Still, I couldn’t stop loving her. I wanted so bad to have a sister/friend/neighbor all in one person.


When she finally decided to leave her husband, I was proud of her. I told her so. I clapped for her courage.


But I also watched her spiral … manic, impulsive, unmoored. She’d say she was healing, that she was just “living her life,” but I could see the cracks widening. The drinking, the late nights, the flirting with men, the constant need to escape herself. I wanted to help, but she never wanted help … only approval. If I gave no approval I was labeled judgmental and not worthy of friendship…


I’ve been that woman. The one who mistakes rebellion for freedom. The one who drinks to forget, who burns bridges just to feel the heat.


Maybe that’s why I stayed. Maybe I thought if I could care for her right, better than other friends she’s had and the husband she’s divorcing, if I could listen enough, she’d learn to love herself. Maybe I was trying to rewrite my own past through her … save her the way no one ever saved me.


But love doesn’t work that way.


Sometimes I imagine an alternate version of us … one where we’re both healed enough to be gentle. Where she comes over, and we sit outside smoking quietly, the air soft with music and laughter. Where we talk about our dreams and not just our damage. Where our dogs play in either of our backyards, our laughter blending with the smoke, music and hope, and neither of us feels like a burden.


I want that. I want a sisterhood kind of friendship. I want the friendship we almost had.


But I don’t know how to find it again.


Every time I think about her now, my chest fills with this strange ache … love and grief braided together. I miss her voice, her chaos, her energy. I miss the way her daughter’s tiny arms wrapped around my waist, the way she’d call my name like it was something safe. I was like family.


And yet, I can’t forget the silence… how every time I tried to open up, she’d drift away, scrolling, drinking more, drunk anger rising with complaints ruining the experience, disappearing. I can’t forget the feeling of being invisible in a friendship that was supposed to save us both.


I tell myself she’s just lost. That maybe she’ll come back someday when she’s ready to be real again. But deep down, I know some people never come back.


Still, I hope she does.


Because despite everything … the chaos, the hurt, the loneliness … I fucking love her.


Not the way people say I love you in passing, but the way I’ve learned to love everyone who’s ever been broken like me: fiercely, quietly, without guarantee.


I love her the way I wish someone had loved me when I was at my worst.


And maybe that’s the real truth … that love, even unreturned, still matters. That listening, even when it hurts, still means something. That I can miss her, be angry at her, and still want her to heal and be around as my neighbor/friend/sister… I don’t know if she’ll ever understand what she meant to me.

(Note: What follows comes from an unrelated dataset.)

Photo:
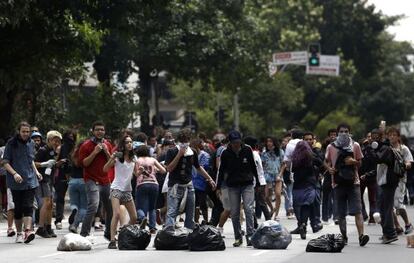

But I know this though…. I know she taught me that even the most painful connections can still make us softer. That sometimes love doesn’t fix anything … it just teaches us how to survive without closing our hearts completely.


I still keep her number in my phone. I don’t text it anymore… I mean I did once but it was t about any of this… and she responded with a quick annoyed text back but I let it be and didn’t respond… But I look at our past texts sometimes, the way you look at a scar … proof that you once bled and somehow didn’t die.


And I whisper into the quiet, like a prayer I don’t expect answered…


I miss you.

I love you.

And I hope you find your way back to yourself.